IU’s upperclassmen contemporary dance students have spent the past semester choreographing their own pieces for the first time.
Opening Thursday, “New Moves” showcases 14 dances created by the members of the Choreographic Performance Project class, a required course for all contemporary dance majors.
With the help of their casted dancers picked from other contemporary dance students, peer and faculty mentors and their teacher Selene Carter, students set movements, sound, lighting and costumes.
“The history of modern dance is founded on revolution,” Carter said. “Our tradition is a tradition of innovation.

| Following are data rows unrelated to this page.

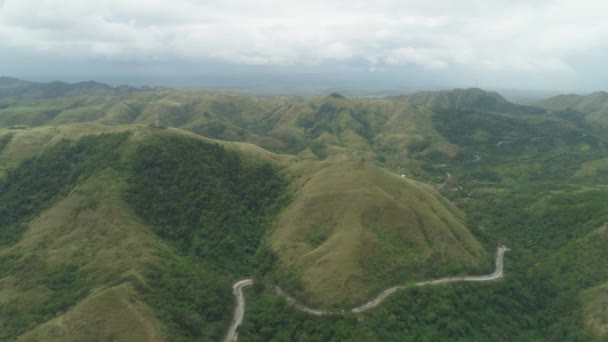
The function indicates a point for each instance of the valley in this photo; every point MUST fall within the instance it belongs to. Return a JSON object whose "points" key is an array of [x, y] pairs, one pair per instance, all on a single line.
{"points": [[114, 227]]}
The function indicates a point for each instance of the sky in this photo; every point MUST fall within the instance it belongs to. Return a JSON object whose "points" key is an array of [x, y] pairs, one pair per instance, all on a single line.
{"points": [[406, 44]]}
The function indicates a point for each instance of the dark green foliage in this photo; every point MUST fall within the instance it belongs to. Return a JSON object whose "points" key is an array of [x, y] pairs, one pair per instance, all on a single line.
{"points": [[32, 185], [205, 199], [192, 301], [215, 208]]}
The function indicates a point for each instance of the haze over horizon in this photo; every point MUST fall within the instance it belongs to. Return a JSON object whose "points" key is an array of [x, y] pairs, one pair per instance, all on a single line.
{"points": [[362, 45]]}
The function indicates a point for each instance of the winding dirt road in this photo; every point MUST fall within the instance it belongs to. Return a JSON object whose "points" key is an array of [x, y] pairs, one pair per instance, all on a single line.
{"points": [[239, 310]]}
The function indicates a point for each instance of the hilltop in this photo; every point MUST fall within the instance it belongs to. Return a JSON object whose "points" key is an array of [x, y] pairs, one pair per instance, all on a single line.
{"points": [[12, 87], [107, 222], [591, 109], [465, 99]]}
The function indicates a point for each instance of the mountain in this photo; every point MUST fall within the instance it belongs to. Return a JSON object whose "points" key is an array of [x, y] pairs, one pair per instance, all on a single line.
{"points": [[465, 99], [591, 109], [353, 230], [115, 226], [12, 87]]}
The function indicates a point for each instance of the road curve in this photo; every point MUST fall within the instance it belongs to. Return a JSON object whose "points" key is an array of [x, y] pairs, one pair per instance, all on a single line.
{"points": [[239, 310]]}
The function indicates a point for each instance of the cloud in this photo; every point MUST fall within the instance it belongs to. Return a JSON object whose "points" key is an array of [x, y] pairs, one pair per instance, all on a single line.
{"points": [[493, 35]]}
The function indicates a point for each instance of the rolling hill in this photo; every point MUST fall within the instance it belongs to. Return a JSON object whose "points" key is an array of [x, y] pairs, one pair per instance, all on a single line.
{"points": [[591, 109], [112, 227]]}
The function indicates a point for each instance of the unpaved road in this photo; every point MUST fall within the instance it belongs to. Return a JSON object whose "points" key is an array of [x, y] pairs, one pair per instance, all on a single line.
{"points": [[239, 310]]}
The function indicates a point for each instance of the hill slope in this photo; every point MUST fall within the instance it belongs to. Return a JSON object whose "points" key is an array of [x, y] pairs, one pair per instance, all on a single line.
{"points": [[464, 99], [592, 108], [353, 230]]}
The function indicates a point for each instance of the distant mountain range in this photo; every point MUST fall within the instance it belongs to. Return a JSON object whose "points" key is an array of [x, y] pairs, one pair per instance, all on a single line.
{"points": [[12, 87]]}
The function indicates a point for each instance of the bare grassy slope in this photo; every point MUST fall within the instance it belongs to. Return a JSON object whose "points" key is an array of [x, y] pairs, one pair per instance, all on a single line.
{"points": [[91, 229], [355, 229]]}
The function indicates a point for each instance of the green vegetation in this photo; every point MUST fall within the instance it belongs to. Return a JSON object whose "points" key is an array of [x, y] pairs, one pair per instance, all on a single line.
{"points": [[30, 187], [138, 234], [220, 208]]}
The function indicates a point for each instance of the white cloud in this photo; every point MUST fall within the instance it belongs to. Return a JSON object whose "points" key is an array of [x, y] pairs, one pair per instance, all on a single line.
{"points": [[435, 35]]}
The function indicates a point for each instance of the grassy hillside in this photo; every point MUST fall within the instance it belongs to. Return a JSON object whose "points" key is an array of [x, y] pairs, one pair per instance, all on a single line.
{"points": [[465, 99], [148, 227], [591, 109], [78, 257], [354, 229]]}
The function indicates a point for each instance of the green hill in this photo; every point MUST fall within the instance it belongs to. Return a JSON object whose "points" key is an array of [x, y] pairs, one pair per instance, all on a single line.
{"points": [[591, 109], [115, 228], [79, 233], [465, 99], [353, 230]]}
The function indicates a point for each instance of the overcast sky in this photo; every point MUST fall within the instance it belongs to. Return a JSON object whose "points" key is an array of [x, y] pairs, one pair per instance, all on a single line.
{"points": [[536, 44]]}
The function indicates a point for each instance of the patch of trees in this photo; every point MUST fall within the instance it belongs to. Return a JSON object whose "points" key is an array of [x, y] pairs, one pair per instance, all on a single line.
{"points": [[205, 199], [37, 181]]}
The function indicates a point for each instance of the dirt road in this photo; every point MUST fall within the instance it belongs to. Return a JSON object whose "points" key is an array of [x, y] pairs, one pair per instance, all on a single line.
{"points": [[239, 310]]}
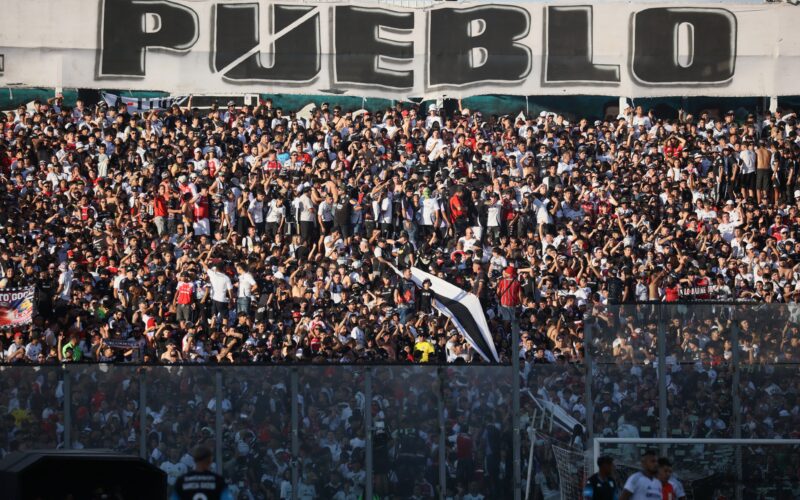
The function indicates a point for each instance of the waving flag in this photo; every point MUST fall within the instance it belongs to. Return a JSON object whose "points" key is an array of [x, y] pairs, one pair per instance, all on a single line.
{"points": [[16, 306], [464, 310]]}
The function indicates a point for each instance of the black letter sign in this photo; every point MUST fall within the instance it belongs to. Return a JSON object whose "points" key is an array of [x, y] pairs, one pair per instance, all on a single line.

We’re asking each choreographer to find their own language, so that takes shape in different ways.”
As taught over the last half century, dance choreography must have a formal idea or intent, Carter said.

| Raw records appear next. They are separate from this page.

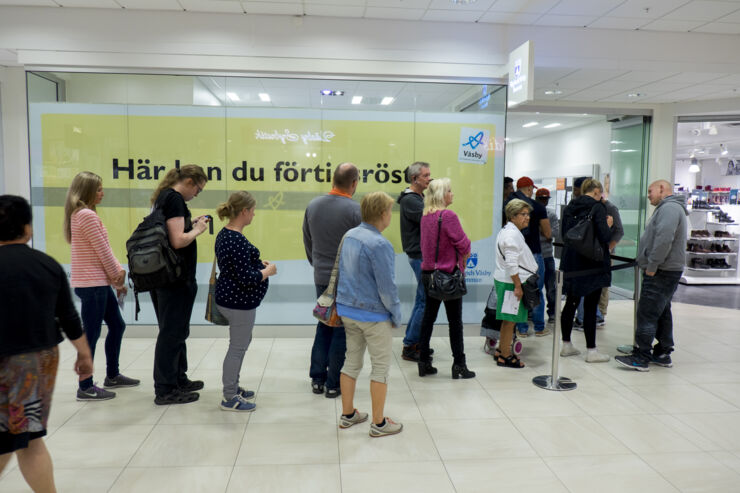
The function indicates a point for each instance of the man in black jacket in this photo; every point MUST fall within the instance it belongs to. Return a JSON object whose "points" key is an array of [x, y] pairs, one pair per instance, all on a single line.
{"points": [[411, 201]]}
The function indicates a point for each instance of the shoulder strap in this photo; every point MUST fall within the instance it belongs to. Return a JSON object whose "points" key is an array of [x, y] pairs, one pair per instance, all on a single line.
{"points": [[332, 287]]}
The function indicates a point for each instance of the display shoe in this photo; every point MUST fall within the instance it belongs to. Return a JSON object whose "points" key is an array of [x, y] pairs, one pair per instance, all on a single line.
{"points": [[461, 371]]}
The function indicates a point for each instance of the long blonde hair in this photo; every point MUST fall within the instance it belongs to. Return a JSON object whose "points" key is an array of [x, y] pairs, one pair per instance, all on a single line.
{"points": [[434, 198], [81, 195], [176, 175], [235, 204]]}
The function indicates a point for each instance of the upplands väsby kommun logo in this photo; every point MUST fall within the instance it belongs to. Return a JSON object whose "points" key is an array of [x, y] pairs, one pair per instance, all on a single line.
{"points": [[473, 147]]}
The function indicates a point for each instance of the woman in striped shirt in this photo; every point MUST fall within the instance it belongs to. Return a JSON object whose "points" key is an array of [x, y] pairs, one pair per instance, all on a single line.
{"points": [[94, 270]]}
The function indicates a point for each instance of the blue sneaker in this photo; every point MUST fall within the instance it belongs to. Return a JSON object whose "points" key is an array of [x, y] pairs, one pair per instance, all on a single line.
{"points": [[633, 362], [246, 394], [238, 404]]}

However, contemporary dance can draw from all different styles.
Postmodernism influence created other possible approaches that have nothing to do with a message.
A major theme throughout all of the compositions is relationships, Carter said.

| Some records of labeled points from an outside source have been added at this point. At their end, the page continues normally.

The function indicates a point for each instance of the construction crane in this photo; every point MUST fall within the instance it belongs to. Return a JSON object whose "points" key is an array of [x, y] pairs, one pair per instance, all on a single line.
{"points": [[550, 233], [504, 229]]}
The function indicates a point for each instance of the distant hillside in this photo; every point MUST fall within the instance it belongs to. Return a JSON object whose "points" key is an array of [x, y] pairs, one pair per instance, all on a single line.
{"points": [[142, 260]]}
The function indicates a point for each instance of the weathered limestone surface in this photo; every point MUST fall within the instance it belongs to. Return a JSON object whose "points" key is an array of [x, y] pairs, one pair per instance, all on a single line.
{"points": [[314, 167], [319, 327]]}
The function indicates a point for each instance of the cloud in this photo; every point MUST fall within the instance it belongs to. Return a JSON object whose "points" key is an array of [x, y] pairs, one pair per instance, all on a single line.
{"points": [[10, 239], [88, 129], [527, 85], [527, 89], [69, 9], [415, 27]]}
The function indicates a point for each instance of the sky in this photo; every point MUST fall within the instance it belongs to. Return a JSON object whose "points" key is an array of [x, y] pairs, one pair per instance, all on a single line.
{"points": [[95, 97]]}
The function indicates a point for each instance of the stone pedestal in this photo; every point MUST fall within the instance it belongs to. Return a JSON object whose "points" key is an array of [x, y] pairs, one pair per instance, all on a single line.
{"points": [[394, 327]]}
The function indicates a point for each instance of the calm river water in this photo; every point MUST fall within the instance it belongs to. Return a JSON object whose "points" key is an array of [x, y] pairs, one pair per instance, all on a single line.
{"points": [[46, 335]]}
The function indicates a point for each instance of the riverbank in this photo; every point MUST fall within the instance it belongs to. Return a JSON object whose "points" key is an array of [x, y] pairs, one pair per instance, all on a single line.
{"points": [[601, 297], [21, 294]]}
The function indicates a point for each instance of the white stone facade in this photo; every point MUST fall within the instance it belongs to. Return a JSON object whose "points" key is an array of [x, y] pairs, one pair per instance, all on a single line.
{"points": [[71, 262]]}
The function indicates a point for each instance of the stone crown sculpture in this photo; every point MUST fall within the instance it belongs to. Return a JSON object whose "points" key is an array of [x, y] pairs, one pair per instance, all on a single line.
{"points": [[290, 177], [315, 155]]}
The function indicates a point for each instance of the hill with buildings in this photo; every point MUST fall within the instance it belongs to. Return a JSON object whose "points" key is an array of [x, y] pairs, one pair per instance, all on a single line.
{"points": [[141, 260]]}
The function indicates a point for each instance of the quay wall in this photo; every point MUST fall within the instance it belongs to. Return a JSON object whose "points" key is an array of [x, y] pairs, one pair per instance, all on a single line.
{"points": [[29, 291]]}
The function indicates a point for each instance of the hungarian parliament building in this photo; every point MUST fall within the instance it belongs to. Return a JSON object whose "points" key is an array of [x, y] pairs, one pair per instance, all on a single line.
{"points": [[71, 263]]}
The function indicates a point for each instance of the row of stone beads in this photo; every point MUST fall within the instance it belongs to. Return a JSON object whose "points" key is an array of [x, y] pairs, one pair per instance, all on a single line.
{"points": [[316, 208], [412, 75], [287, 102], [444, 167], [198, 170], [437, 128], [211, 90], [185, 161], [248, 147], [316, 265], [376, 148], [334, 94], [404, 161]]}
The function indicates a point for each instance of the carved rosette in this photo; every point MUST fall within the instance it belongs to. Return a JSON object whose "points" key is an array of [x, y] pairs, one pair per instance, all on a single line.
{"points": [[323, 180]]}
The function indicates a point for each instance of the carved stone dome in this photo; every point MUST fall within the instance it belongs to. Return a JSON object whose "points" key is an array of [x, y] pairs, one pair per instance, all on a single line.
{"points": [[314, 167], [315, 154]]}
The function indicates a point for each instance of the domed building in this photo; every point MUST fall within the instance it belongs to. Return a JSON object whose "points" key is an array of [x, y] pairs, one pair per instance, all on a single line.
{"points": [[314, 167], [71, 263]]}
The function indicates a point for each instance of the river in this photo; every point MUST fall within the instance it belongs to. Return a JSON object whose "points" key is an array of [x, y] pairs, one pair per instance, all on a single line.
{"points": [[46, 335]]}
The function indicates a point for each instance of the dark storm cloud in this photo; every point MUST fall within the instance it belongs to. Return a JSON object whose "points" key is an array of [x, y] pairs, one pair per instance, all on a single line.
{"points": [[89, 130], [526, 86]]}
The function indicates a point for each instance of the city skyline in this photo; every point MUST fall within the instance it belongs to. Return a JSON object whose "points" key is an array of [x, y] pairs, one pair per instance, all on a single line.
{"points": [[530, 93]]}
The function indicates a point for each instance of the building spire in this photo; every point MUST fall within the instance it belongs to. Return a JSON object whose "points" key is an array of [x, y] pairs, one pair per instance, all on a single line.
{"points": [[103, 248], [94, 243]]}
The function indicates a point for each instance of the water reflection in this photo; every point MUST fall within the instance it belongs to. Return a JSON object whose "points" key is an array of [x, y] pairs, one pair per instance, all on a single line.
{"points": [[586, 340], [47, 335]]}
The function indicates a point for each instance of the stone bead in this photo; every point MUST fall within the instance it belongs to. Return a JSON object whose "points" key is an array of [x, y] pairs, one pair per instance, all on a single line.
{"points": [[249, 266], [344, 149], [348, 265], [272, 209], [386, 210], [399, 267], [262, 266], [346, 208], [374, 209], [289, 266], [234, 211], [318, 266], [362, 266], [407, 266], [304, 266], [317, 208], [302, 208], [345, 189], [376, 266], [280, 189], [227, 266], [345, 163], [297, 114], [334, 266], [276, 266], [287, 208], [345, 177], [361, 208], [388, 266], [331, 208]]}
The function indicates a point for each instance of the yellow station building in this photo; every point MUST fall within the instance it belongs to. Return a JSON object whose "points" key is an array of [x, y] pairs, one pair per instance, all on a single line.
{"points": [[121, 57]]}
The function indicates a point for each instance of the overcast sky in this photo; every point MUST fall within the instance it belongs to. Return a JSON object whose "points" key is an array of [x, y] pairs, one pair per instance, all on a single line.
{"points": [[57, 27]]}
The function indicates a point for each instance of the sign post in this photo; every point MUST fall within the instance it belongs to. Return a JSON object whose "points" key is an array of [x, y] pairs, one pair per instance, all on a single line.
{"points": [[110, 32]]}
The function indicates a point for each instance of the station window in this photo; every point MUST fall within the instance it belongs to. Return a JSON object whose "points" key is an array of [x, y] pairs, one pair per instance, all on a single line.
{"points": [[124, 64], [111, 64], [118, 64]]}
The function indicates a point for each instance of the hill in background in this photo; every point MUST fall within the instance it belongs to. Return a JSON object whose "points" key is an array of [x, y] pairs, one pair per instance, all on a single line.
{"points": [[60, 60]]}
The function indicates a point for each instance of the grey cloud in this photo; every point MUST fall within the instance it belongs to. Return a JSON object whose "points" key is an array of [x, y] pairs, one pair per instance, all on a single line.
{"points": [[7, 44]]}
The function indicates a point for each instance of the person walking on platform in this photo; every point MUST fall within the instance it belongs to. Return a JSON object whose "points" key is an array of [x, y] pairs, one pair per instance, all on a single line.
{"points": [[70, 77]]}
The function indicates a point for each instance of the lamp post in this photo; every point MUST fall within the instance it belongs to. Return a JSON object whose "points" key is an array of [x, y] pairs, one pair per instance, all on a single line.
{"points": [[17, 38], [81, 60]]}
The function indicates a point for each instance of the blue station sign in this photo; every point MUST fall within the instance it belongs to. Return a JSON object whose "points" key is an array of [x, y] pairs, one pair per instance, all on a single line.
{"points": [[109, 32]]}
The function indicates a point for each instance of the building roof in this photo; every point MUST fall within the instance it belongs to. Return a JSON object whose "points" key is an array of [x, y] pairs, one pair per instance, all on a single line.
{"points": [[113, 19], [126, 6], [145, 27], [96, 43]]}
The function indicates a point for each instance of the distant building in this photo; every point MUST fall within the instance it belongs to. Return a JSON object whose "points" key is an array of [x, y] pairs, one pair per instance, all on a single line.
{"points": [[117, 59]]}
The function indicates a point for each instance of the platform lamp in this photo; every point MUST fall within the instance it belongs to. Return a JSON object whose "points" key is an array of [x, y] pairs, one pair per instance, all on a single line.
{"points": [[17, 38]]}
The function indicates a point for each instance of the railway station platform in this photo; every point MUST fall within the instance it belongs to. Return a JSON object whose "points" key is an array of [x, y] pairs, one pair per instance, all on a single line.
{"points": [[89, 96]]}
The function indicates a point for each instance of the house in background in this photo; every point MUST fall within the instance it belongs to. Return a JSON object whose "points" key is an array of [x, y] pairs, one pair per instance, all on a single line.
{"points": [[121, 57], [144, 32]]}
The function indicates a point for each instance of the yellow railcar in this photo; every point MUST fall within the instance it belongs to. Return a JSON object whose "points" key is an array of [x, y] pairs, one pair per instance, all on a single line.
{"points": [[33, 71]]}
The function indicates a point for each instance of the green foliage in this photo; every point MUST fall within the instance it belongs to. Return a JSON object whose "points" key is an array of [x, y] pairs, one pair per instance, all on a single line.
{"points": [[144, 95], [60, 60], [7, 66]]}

Choreographers explore the individual as compared to the group, how people exist in communities and how people can support or marginalize each other.
Juniors Susie Wopat and Maggie Black both created pieces discussing that theme.
“I have a brother with autism, so I wanted to do something with that,” Wopat said. “I started thinking about how people get labeled, and autistic people get labeled in what they can and can’t do. I pulled it out to a bigger spectrum, more about how people are put into boxes where they don’t need to be.”
Wopat’s piece, “Unbound,” begins with a voiceover of a radio show segment, where a doctor with autism describes how he overcame being stuck in his own box.
Wopat uses the spoken words to show that he can do what anyone else can do, just like her brother.
At the end of the dance, a single dancer walks out of the box around her created by the other dancers’ bodies.
Black said she wanted to focus on the realization that every person goes through struggles, big or small.
She uses sound elements like weather alerts and soundbites of a survivor of the recent Paris attacks.
“It evolved into how we go through life, and we don’t really focus on what is really precious at that time,” Black said. “We think about our own issues, but we don’t take care of the people around us, and we don’t really know what these people go through.”
Contemporary dance feels more inviting than other styles because it is so personal, Black said.
Contemporary dance can hold elements of any other style, and its all-encompassing feeling is welcoming.
People tell stories with their body language every day, Wopat said.
Dance is just another way of communicating, and even small gestures can convey stories and information.
Both Wopat and Black utilized their cast of dancers to build their choreography.
They incorporated dancers’ improvisation, which meant being flexible with their original plans for their pieces.
Carter said this is a natural part of the choreographic process — choreographers make the dance they are supposed to make, not the dance they intended.
“As a mother, I know you incubate your child for nine months and you fantasize about what they are going to be like,” Carter said. “Then they don’t come out with the features you thought, but you love them nonetheless. Dance has that property. You end up loving and being so enthralled and delighted by what you make, but you have to distance yourself from some of your original intentions.”